Her ne kadar emsal kira bedeli esasını öngören 73 üncü maddede vergi değerinin yüzde yedisinin altında beyanda bulunan yükümlülerin buna ilişkin haklı nedenler getirebilecekleri belirtilmemişse de, madde devamında emsal kira bedelinin uygulanmayacağı hallerin belirtilmesi, gayrimenkul sermaye iradının elde etme koşuluna bağlanması ve bu müessesenin yapısı gereği yukarıda belirtilen yasal ölçülerden olması gibi nedenlerle, emsal kira bedeli esası ile mutlak bir kural getirilmiş olduğu düşünülemez.
Bu nitelkileriyle vergi idaresinin elinde bir denetim aracı olarak bulunan emsal kira bedeli esası, bu esasa göre beyanı gerekenden daha düşük beyanda bulunan yükümlülerin beyan ettikleri gelirin gerçek ve doğru olduğu yolundaki kanıtlarına da açıktır. Bu nedenle, tüm yasal ölçülerin uygulandığı hallerde olduğu gibi vergi değerinin yüzde yedisinin altında beyanda bulunan yükümlü, beyanın gerçeğe uygun olduğunu kanıtlama yükü altındadır.
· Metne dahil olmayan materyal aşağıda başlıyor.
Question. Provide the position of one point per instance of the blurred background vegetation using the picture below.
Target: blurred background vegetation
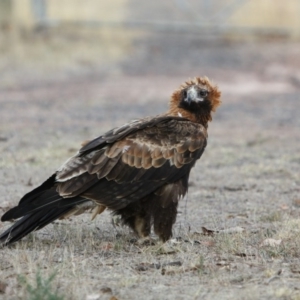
(61, 38)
Vergi Mahkemesinde açtığı davaya ait dilekçesinde kira sözleşmelerini de eklediğini belirtmesine karşın dosyaya sunmadığı anlaşılan yükümlüğünün, beyanından daha yüksek kira geliri elde ettiğinin vergi idaresi tarafından tesbiti gerektiğinden bahisle verilen ısrar kararı, yukarıda açıkanan nedenlerle yasaya uygun bulunmamıştır.
Bu nedenlerle, beyanın gerçek ve doğru olduğunun kanıtlanması için yükümlüden istenecek belgelerin incelenip değerlendirilmesinden sonra yeni bir karar verilmek üzere Samsun Vergi Mahkemesinin 7.3.1989 günlü ve K : 1989/277 sayılı Israr Kararının bozulmasına, yeniden verilecek kararda hüküm altına alınacağından yargılama giderleri hakkında hüküm tesisine gerek bulunmadığına, 6.4.1990 gününde oyçokluğu ile karar verildi.
KARŞI OY
Mahkemenin ısrar kararında yazılı gerekçelerle temyiz isteminin reddi gerekir. Bu sebeple karara karşıyız.